ROMAFICTIONFEST: “GLUE”, VERITÀ TACIUTE

Una crime-mistery dai contorni teen in Concorso al RomaFictionFest. La mini-serie in otto puntate ideata da Jack Thorne si muove tra omicidi e segreti nella campagna inglese dove un gruppo di ragazzi le fare i conti con le verità portare a galla dalla morte di uno di loro

GlueJack Thorne è uno dei nomi più importanti per quanto concerne la serialità anglosassone. Basta citare titoli come Skins e le serie scaturite dalla pellicola di Shane Madeaws, This Is England, per capire il tipo di stile e di temi cari al premio BAFTA. I suoi lavori sono caratterizzati dalla costruzione di personaggi forti, spesso sottolineati nelle proprie caratteristiche caratteriali, e attraverso i quali non si limita a raccontare una semplice parentesi privata ma amplia il suo raggio d’azione descrivendo il contesto socioculturale nel quale si muovono. Se finora lo sfondo del racconto era rappresentato da periferie cittadine con Glue, mini-serie in otto puntate dalle sfumature thriller, l’ambientazione si sposta nella campagna inglese. Più precisamente a Overton, dove, tra fattorie e maneggi sei ragazzi vivono tra lavori insoddisfacenti, sesso promiscuo e l’uso di sostanze stupefacenti abusate per stordirsi dalla noia e dalla consapevolezza di veder scorrere davanti ai loro occhi un’esistenza a metà.

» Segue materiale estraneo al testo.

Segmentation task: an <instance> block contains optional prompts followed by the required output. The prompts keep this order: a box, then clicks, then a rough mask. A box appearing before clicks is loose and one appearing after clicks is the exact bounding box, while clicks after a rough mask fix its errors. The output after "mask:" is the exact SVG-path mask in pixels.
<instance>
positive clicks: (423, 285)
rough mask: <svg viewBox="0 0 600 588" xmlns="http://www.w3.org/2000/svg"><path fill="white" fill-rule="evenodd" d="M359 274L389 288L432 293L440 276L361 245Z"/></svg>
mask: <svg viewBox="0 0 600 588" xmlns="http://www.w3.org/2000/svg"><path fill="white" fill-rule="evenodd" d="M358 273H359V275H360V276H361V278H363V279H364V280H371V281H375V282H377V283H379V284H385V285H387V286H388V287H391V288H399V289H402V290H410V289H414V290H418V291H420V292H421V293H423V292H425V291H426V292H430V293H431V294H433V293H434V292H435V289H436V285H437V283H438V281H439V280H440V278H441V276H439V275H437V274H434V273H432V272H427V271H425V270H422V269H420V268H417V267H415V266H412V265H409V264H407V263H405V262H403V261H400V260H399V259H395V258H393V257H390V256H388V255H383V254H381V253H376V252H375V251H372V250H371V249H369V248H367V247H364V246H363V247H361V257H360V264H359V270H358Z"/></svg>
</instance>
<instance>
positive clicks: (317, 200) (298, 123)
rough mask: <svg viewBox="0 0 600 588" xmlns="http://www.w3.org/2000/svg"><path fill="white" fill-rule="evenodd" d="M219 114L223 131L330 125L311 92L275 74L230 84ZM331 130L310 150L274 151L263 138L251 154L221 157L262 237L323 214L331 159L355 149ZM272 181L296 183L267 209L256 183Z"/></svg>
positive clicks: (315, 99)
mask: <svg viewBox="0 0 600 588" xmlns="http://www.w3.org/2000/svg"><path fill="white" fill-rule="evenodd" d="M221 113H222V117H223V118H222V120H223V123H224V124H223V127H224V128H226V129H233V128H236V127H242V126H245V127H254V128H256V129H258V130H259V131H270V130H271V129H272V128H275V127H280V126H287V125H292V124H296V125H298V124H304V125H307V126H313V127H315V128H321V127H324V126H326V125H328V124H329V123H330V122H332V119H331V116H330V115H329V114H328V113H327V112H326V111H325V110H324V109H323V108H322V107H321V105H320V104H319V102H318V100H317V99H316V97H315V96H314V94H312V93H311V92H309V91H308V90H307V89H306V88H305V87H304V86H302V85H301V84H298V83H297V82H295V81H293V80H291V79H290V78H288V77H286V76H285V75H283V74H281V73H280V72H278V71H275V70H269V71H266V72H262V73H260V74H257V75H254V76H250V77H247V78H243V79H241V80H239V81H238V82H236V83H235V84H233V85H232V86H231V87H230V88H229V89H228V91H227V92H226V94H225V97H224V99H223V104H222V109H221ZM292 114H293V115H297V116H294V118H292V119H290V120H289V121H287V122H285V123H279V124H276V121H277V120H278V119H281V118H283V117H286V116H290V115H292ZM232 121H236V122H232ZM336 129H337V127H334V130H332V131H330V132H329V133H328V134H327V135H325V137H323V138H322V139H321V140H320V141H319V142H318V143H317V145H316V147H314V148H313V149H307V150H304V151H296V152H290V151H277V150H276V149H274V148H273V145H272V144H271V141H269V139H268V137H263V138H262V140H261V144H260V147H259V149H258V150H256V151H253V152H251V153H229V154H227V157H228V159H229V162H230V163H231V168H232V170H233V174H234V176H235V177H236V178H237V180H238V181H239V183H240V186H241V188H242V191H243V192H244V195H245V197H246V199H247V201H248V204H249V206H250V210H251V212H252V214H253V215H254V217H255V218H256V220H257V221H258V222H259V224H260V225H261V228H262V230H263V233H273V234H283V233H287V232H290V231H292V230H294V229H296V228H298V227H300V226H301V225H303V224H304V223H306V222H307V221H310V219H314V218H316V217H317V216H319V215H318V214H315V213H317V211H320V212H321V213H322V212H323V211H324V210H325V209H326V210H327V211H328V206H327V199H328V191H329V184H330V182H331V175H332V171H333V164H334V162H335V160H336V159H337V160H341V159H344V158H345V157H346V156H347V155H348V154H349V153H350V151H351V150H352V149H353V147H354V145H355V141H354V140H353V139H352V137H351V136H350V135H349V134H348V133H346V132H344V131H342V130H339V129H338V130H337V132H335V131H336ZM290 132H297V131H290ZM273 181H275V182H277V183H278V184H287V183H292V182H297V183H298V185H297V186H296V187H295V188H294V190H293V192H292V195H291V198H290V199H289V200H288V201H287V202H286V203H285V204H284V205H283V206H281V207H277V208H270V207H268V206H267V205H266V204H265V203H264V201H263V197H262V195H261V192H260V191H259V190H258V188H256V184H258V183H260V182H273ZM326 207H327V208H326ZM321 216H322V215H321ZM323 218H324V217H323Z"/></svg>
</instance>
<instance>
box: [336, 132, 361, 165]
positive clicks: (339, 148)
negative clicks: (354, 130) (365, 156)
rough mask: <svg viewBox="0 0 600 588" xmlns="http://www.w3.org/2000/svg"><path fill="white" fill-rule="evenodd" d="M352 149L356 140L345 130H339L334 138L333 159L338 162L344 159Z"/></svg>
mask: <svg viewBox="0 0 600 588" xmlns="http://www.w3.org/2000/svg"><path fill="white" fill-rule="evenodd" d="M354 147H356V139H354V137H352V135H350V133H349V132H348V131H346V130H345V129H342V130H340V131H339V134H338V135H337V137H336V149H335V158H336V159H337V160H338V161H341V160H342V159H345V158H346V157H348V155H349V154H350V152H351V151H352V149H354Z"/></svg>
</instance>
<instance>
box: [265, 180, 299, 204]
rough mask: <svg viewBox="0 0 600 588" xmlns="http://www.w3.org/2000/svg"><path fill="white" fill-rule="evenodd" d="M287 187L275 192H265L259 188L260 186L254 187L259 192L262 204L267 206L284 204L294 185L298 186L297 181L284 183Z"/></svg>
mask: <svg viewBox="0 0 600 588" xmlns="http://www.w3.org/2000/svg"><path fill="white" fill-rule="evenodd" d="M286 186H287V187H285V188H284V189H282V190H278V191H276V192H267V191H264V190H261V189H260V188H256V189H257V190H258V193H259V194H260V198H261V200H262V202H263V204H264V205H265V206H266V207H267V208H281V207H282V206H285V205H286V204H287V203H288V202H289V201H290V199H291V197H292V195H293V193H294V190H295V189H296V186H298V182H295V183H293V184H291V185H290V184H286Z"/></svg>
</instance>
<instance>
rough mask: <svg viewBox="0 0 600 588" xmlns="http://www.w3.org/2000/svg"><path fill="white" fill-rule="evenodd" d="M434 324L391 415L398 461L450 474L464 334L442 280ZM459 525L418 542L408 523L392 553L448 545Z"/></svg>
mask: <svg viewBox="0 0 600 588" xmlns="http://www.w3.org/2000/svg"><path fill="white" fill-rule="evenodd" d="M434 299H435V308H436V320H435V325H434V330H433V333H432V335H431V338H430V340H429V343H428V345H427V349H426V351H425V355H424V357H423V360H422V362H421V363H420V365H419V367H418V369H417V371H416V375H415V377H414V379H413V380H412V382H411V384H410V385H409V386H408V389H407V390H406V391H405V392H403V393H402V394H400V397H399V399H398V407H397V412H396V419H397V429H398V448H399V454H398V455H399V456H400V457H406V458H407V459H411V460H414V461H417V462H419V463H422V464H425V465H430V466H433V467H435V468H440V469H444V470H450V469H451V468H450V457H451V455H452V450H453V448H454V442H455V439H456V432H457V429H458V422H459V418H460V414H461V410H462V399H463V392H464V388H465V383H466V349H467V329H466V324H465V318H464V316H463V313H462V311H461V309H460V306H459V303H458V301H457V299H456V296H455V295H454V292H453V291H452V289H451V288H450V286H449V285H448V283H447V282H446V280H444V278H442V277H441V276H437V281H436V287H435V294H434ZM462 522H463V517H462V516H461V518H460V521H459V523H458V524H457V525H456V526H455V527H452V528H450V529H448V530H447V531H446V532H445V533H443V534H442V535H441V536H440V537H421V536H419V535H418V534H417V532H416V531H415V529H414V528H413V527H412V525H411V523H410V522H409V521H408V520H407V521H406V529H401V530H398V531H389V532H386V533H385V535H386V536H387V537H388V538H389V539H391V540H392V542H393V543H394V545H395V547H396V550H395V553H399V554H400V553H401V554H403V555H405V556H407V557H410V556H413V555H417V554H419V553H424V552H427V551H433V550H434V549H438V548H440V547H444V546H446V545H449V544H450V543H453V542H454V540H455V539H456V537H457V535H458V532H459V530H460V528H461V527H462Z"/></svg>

GlueUn cambio di contesto significativo dunque ma che permette a Thorne di rendere ancora più sconvolgente l’omicidio di uno di loro, il giovane Cal Bray, trovato riverso in una pozza di acqua e fango dopo una notte passata con gli amici a bere e fare a gara di tuffi dentro enormi silos di grano.
Ancora una volta le figure genitoriali sembra assenti o perlomeno marginali e tutta l’attenzione è concentrata su questi giovani personaggi che tra segreti, video ricattatori e verità taciute vengono messi da Thorne sotto la lente d’ingrandimento. Uno spazio circoscritto nel quale ogni gesto non passa inosservato e nel quale l’autore inserisce inoltre il contrasto tra la comunità nomade alla quale Cal apparteneva e quella autoctona. Una crime story dai contorni teen e bucolici che si muove in aree e atmosfere già esplorare da serie come Broadchurch e The Killing ma con un’attenzione maggiore, da quanto si evince dal pilot, riservata ai giovani protagonisti piuttosto che al filone investigativo, rappresentato da Ruth Rosen (Yasmin Paige, la rivelazione femminile del bellissimo Submarine), ex amica del gruppo, allontanatasi dalla comunità nomade per diventare poliziotta.